Reproducibly ergodic random seeds

LupoA / lsdensities

Smeared spectral densities from lattice correlators

GNU General Public License v3.0

3 stars 0 forks source link

Reproducibly ergodic random seeds #43

Closed edbennett closed 3 months ago

edbennett commented 6 months ago

random.seed(1994) is definitely reproducible, but will introduce correlations between otherwise independent analyses, and if applied to parallel code may introduce spurious statistics. This should be adjusted to still be reproducible, but also be more ergodic.

nickforce989 commented 5 months ago

@LupoA, @edbennett, we might have a conversation about this at some point, as it is a release blocker?

edbennett commented 5 months ago

Yes; shall we wait until we're all in adjacent time zones?

nickforce989 commented 5 months ago

Fair enough, so @LupoA, next week would you be available? Both me and Ed are going to be back from the beginning of next week (@edbennett, correct me if I am wrong, please).

LupoA commented 5 months ago

Yes we can meet when you are back.
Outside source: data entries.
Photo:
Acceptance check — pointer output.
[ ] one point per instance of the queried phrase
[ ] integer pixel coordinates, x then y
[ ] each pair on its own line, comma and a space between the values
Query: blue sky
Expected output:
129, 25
An idea could be to use the Friday slot but I'm open for other choices

LupoA commented 5 months ago

sha256([datapath, prec, tmax, sigma, ...]) -> some number -> seed

nickforce989 commented 5 months ago

I made an attempt to solve this issue and pushed it.
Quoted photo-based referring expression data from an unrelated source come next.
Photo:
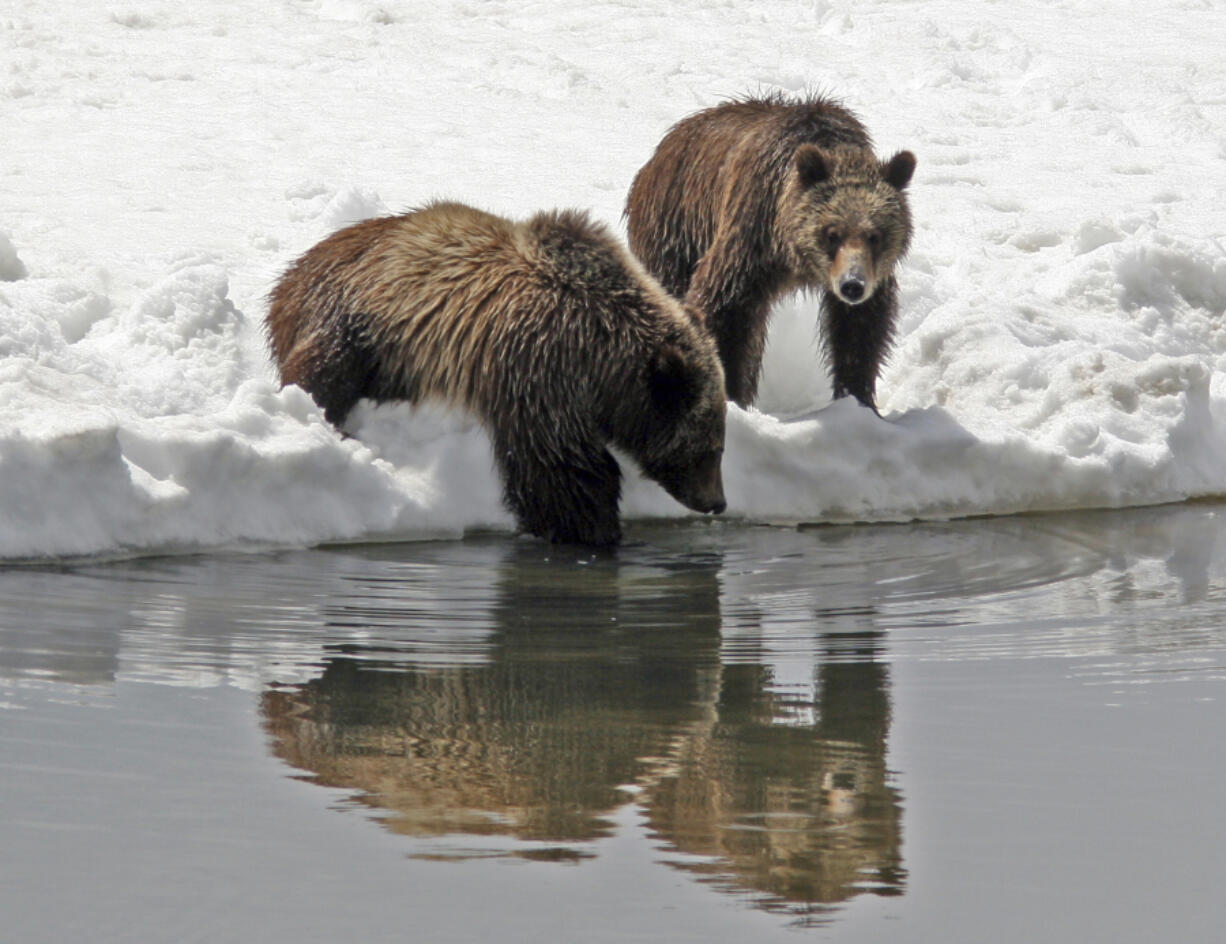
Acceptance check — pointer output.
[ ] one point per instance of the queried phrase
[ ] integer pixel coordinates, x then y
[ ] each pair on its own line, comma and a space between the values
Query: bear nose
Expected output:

nickforce989 commented 5 months ago

I have also added a test showing that changing parameters the seed is different, and resetting them to be the same, it is reproducible.
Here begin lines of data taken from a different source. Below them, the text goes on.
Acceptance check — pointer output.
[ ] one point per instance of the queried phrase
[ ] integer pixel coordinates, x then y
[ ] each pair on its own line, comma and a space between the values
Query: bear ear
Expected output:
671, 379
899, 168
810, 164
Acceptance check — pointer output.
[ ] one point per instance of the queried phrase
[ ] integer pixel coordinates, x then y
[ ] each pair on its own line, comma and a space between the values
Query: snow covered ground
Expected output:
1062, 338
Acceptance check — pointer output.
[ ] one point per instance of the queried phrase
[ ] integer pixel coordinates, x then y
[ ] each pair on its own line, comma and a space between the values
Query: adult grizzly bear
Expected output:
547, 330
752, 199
LupoA commented 5 months ago

as a check, we can do a histogram of the integers picked by the bootstrap and check they follow a uniform distribution. It is probably an overkill and I am fine with the issue to be closed regardless

LupoA commented 4 months ago

In `

seed = generate_seed(par)

random.seed(seed)

np.random.seed(random.randint(0, 2 ** (32) - 1))`

Would it make sense having the last two lines to be moved inside generate_seed? which could be then called initialise_rng or something like that

edbennett commented 4 months ago

Generating a seed is a separate concern from using it to seed a generator; it arguably makes sense to have a utility function to seed the generator, but how the seed is generated should be separate. (Whether initialise_rng() calls generate_seed(), or takes the seed as an argument, I have no strong opinion on.)